ACM warms up a cold night with stimulating mix of new music

Wed Jan 22, 2014 at 2:48 pm

By Wynne Delacoma

ACM collaborated with singer-songwriter Jennifer Hall Tuesday night at Architectural Artifacts.
ACM collaborated with singer-songwriter Jennifer Hall Tuesday night at Architectural Artifacts.

Access Contemporary Music is one of Chicago’s most innovative and adventurous new music organizations. It’s no wonder, then, that an overflow audience braved yet another round of snow and near-zero temperatures on Tuesday night to hear ACM musicians perform at the industrial-chic Architectural Artifacts space on North Ravenswood Avenue.

Titled “Vanishing Point,’’ the concert focused on the far horizon where, according to ACM founder Seth Boustead, the normally parallel streams of pop and classical music increasingly intersect. As is typical of his programming, the repertoire and performers were a stimulating, eclectic mix.

One great pleasure of ACM concerts is the sense of venturing into the unknown; most of the music on Tuesday’s concert was either newly composed or newly arranged. But listeners also know that each piece will be played by gifted, passionately involved performers.

Three Pieces by Chicago composer William Jason Raynovich, a work originally written for soprano and cello, was re-imagined for jazz vocalist Christy Bennett accompanied by clarinet, cello and guitar.

I would have liked a printed text for the two e.e. cummings poems–“Into a Truly” and “World, Conceive a Man”—that were divided by an instrumental interlude. Bennett ‘s voice was sweet and supple, and her relaxed, soft-edged phrasing flowed with the relaxed confidence of a true jazz singer. At times, her words were difficult to understand, but Raynovich’s instrumental writing was intensely expressive. Christie Miller’s clear, dark clarinet and Alyson Berger’s mournful cello evoked an atmosphere of austere loneliness abetted by hushed interjections from Casey Nielsen’s guitar.

The program included Are You Worried About the Rising Cost of Funerals?, a 1994 piece with words and music by Errollyn Wallen whose five songs ranged from gospel-blues style to intricate modernism. Soprano Susan Nelson was backed by Palomar’s string quartet (Jeff Yang and Mark Agnor, violins; violist Ben Weber and Berger on cello).

With her clear, strong soprano, Nelson easily handled the shifts in mood. She romped merrily through the gospel-flavored “Beehive.” But she found a brooding depth in the unpredictable melodies that flowed seamlessly above the sometimes raw, urgent accompaniment in “End of My Days.”

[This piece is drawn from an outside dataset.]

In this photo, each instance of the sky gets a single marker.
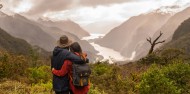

Four composers affiliated with ACM wrote versions of four songs by the pop singer-song writer Beck.

Andy Costello, Brian Baxter, Michael Miller and Greg Steinke added inventive color to Beck’s catchy tunes and rhythms. Thanks to a microphone, Bennett’s voice sounded clear and expressive in the songs that combined folky simplicity with mordant shadows. Various combinations of flute, clarinet, violin, cello and electronic piano accompanied each piece. Hulya Alpakin’s relentless, galumphing piano added a comic but faintly chilling foundation to Costello’s arrangement of We All Wear Cloaks.

The evening closed with ACM’s Palomar ensemble joining forces with a local indy group, the Jennifer Hall Band. Palomar violinist Yang wrote tight, colorful arrangements of three Hall songs, which Hall performed backed by her own band plus Palomar’s string quartet and wind players. Their segment opened with Yang’s blistering instrumental arrangement of David Bowie’s Life on Mars that channeled Gustav Holst’s The Planets.

The collaboration between Palomar and the Jennifer Hall Band could have been a contrived bit of crossover drivel. But Yang is a fan of Hall’s music, and his arrangements were lean and understated. Rather than piling on lush layers, he added intriguing commentary to Hall’s highly personal, sometimes angry, songs. At one point in Would You Walk Away, Berger’s cello echoed and extended the vocal line, climbing and turning to heights that underscored Hall’s eloquent singing.

With its sweeping staircase and soaring brick walls punctuated by open window spaces, Architectural Artifacts’ atrium is a handsome venue, and its acoustics sounded surprisingly good, at least from the first few rows of seats. Miller’s assorted clarinets and Alicia Poot Kelly’s flute sounded especially juicy and resonant.